Un nouveau coup de tonnerre vibre jusqu'au plus profond de moi. Je ne sais pas si c'est la peur ou la fatigue, mais mon corps entier est secoué de tremblements.

— Maman...

Après de longs instants à me débattre dans les torrents d'eau qui se déversent sur le sol, je finis par atteindre mon objectif. Libérée du brouillard qui m'obstruait la vue, je découvre enfin l'objet de mes convoitises : une amulette suspendant une belle émeraude. Autour de la pierre, des fils dorés s'entrelacent dans un motif semblable à des pétales de fleurs. La douce lueur en qui émane me réchauffe le cœur. Tout naturellement, je tends le bras pour l'attraper.
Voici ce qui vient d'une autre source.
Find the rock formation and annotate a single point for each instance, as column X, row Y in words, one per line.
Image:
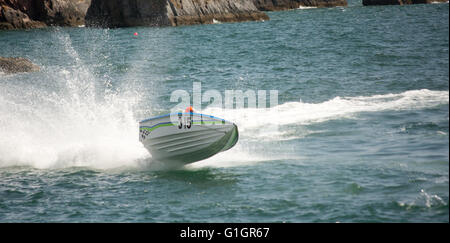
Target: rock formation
column 16, row 65
column 277, row 5
column 19, row 14
column 398, row 2
column 121, row 13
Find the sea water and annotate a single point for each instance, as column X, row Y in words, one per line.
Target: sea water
column 362, row 120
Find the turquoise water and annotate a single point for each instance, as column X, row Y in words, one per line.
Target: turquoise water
column 362, row 121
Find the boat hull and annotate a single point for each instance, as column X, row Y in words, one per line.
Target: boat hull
column 187, row 137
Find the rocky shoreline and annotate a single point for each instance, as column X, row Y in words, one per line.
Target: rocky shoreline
column 11, row 65
column 123, row 13
column 279, row 5
column 399, row 2
column 27, row 14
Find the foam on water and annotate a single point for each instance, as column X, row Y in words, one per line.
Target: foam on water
column 75, row 124
column 265, row 123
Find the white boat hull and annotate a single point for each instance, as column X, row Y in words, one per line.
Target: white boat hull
column 187, row 137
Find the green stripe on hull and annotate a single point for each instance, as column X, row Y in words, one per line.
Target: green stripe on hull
column 172, row 124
Mais au lieu de sentir le réconfort de cette amulette, ma main cogne contre une immense vitre qui se dresse devant moi. Folle de rage, je frappe de toutes mes forces dans l'espoir de la faire céder. Derrière la paroi, le pendentif flotte dans son aura de chaleur, tandis que je reste prisonnière de cette scène cauchemardesque.

Ignorant les larmes qui jaillissent de mes yeux pour se fondre dans les rivières qui cascadent le long de mes joues, je crie et redouble d'efforts pour cogner, cogner encore plus fort...

— Maman ! Maman !

* * *

Cette vision me prend tellement aux tripes que je me sens fatiguée toute la matinée. Même le petit déjeuner préparé avec soin par abuela Dolores ne parvient pas à me redonner l'appétit. Je m'efforce de garder la face, mais c'est dur. Ce rêve, ou plutôt ce cauchemar, me rappelle ceux que je faisais à Paris. Ceux qui m'ont amenée ici.
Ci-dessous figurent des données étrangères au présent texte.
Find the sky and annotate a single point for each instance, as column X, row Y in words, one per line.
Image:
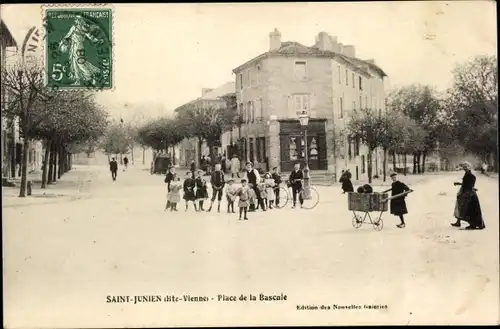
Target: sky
column 166, row 53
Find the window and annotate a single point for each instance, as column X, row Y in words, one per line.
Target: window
column 341, row 107
column 300, row 71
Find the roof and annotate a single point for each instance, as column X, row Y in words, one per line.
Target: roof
column 295, row 49
column 214, row 95
column 6, row 35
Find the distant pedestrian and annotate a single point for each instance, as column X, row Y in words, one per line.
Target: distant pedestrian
column 235, row 166
column 189, row 194
column 244, row 197
column 168, row 179
column 217, row 182
column 201, row 190
column 345, row 179
column 231, row 191
column 174, row 195
column 113, row 167
column 125, row 162
column 467, row 206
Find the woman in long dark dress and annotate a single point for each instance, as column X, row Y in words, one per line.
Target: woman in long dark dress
column 467, row 206
column 398, row 205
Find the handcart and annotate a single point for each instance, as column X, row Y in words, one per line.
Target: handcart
column 369, row 202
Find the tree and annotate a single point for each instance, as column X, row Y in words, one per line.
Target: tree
column 26, row 93
column 473, row 105
column 207, row 124
column 421, row 104
column 366, row 126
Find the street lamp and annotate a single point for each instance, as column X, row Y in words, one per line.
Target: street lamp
column 304, row 121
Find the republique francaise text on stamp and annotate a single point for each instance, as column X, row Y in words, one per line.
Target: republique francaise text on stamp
column 78, row 47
Ce songe se distingue toutefois par son côté dramatique. Si les précédents étaient empreints d'une sensation de douceur et de bien-être, c'est loin d'être son cas. J'en suis sortie en nage, le cœur tambourinant et les joues humides. Sur le canapé voisin, Rafael avait l'air paniqué. D'après ses dires, je m'étais débattue en répétant « maman, maman ».

À présent, il est dix heures trente et nous nous apprêtons à partir. En rangeant mes habits dans ma nouvelle besace déclinant de belles teintes de vert, je tombe sur la photo de ma mère biologique en train de tisser. Depuis que j'ai mis la main dessus, elle ne me quitte plus.

Je contemple son visage aux traits doux et me laisse envahir par la délicieuse sensation de chaleur qu'il me procure. À cet instant, je réalise à quel point elle me manque, à quel point j'ai besoin de la rencontrer. C'est un désir incommensurable qui va au-delà du rationnel. Je donnerais tout, absolument tout pour pouvoir la voir, lui parler.

En la scrutant, je m'attarde sur le pendentif qu'elle porte et mon chagrin laisse place à de la surprise. Ce collier, auquel je n'avais pas fait attention jusqu'ici, est l'exacte réplique de l'amulette que j'ai aperçue dans mon rêve.

— Ana, on y va ?

Alpaguée par Rafael, je fourre la photo dans ma besace et acquiesce en relevant la tête.

— Ce sac te va bien, me complimente-t-il. Il fait ressortir le vert de tes yeux.

Je le remercie en lui adressant un maigre sourire. J'ai beau essayer, je ne parviens pas à me délester du poids de ce cauchemar.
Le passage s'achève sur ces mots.